Extended HPC and storage systems downtime May 6-11 for NWSC electrical work

April 11, 2019

The following has been superseded by an update published on April 11.

Major electrical repair work at the NCAR-Wyoming Supercomputing Center will require an extended downtime for the Cheyenne, Casper, Campaign Storage, GLADE, and HPSS systems. The work scheduled for Monday, May 6, through Saturday, May 11, will follow several weeks of facilities work that can be done without powering down those systems.

The May work includes replacing one of the 24,900-volt switches supplying power to the NWSC facility, which suffered a catastrophic failure in December 2017. A spare switch that was on-site has been in service since then as the root cause of the explosion was identified and plans made to prevent similar failures in the future. Preventive maintenance will be performed on three additional switches. All systems will be brought down in the final days of the facilities work to prevent damage or data loss as the new switch is integrated into the infrastructure.
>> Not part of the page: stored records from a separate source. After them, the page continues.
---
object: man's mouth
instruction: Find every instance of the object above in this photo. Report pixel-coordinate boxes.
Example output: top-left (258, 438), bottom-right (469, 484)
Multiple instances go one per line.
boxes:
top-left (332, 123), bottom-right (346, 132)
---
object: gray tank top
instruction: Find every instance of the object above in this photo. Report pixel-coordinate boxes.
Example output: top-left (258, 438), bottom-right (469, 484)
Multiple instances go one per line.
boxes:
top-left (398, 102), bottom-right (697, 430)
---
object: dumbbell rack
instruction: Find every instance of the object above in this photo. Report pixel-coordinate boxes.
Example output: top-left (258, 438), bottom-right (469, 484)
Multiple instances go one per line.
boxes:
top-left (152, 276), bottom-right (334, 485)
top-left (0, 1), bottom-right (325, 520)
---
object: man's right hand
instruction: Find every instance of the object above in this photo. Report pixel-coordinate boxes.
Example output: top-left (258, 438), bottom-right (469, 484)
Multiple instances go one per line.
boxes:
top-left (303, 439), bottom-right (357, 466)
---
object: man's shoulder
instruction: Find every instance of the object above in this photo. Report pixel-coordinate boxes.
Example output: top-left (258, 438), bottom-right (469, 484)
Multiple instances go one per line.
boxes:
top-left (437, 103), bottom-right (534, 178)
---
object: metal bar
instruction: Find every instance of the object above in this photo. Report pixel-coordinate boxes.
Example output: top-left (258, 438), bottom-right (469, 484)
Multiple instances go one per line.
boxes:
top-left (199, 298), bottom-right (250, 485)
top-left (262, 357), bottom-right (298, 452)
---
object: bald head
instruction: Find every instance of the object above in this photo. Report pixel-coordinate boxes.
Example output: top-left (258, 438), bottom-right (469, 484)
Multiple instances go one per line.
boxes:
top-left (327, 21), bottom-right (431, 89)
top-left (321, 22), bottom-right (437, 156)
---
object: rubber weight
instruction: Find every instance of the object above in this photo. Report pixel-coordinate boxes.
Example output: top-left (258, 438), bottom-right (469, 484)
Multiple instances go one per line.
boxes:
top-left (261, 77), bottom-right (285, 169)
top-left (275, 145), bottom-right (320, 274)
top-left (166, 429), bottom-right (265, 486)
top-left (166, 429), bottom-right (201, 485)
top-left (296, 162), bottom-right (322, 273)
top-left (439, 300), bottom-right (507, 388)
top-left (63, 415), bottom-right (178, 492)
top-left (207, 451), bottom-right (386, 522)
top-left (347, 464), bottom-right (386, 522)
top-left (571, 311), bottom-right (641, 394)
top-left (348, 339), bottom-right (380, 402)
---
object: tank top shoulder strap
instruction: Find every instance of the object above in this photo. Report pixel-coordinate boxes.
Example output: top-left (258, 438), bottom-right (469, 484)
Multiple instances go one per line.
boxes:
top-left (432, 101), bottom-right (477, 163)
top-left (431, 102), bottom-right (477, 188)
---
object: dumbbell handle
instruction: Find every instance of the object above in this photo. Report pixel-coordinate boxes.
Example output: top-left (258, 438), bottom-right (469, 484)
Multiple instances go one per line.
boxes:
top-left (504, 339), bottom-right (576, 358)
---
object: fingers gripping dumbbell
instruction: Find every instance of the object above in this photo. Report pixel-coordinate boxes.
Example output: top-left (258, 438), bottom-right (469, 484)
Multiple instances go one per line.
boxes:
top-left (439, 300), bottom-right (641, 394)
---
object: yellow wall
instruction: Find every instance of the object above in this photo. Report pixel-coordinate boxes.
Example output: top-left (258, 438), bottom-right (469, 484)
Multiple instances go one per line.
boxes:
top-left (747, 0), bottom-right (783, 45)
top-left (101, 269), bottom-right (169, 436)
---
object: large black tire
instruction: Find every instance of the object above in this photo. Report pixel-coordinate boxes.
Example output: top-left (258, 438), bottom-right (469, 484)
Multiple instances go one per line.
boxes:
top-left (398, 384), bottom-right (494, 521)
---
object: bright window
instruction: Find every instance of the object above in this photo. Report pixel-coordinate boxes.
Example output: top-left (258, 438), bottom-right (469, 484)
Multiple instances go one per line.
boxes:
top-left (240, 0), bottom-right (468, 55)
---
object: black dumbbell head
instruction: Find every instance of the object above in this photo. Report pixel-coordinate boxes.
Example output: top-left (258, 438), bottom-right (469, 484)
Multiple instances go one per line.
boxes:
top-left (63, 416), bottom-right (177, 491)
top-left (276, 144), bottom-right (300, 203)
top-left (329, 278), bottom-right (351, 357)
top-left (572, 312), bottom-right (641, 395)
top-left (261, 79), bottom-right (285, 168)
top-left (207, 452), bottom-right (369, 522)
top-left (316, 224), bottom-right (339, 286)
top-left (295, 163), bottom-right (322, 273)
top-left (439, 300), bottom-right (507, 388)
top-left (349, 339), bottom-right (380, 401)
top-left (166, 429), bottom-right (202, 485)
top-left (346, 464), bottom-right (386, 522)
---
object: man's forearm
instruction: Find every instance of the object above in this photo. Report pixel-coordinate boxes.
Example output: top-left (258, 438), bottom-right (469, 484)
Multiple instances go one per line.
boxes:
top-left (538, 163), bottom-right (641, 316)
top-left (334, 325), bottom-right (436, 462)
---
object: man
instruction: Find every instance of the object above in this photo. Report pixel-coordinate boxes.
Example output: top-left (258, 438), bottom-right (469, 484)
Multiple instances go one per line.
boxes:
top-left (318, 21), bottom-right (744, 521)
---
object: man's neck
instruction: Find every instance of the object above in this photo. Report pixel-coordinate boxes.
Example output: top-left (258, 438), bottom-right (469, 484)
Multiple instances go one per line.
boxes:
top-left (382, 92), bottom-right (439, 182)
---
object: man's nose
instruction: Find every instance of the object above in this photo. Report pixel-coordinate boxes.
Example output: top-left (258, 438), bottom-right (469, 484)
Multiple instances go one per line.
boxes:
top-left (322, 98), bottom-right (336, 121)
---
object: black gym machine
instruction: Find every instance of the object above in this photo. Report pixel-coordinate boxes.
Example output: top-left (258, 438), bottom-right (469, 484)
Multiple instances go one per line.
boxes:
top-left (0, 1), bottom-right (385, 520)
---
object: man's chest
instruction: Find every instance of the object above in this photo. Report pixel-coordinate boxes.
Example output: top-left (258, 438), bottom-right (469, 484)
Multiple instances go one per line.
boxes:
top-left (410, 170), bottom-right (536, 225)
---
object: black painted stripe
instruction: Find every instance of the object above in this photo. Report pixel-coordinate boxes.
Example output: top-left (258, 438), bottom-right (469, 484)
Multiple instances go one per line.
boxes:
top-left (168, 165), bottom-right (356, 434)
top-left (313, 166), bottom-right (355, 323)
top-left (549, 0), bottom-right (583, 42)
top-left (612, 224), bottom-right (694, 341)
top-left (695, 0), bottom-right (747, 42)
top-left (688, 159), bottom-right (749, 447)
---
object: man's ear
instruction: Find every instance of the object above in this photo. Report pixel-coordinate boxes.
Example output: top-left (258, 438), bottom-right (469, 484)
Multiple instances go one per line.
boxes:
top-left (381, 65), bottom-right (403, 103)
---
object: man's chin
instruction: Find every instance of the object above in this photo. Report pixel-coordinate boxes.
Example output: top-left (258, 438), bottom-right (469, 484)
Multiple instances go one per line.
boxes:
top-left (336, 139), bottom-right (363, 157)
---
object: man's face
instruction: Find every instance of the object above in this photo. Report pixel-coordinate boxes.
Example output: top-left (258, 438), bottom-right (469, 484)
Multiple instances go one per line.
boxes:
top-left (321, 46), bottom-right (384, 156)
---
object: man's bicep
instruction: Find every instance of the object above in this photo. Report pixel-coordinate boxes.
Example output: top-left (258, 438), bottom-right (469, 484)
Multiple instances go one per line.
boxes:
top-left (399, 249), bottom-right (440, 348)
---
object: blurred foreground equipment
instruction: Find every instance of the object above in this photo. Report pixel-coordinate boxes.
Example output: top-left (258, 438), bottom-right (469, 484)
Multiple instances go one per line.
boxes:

The repairs will require contributions from many outside contractors and have been coordinated by CISL’s on-site engineering staff to minimize the duration of the work.

A major operating system update to the Cheyenne system also is being planned and will require an extended downtime, most likely in late June or early July. Details will be announced in the Daily Bulletin when the dates are set.

Note that the May 6-11 outage will be followed by an additional several weeks of facilities maintenance that can be performed without powering down the systems and so no user impact is anticipated. The routine maintenance downtime that was scheduled for April 2 has been canceled. Information on scheduled outages is available on the CISL HPC calendar.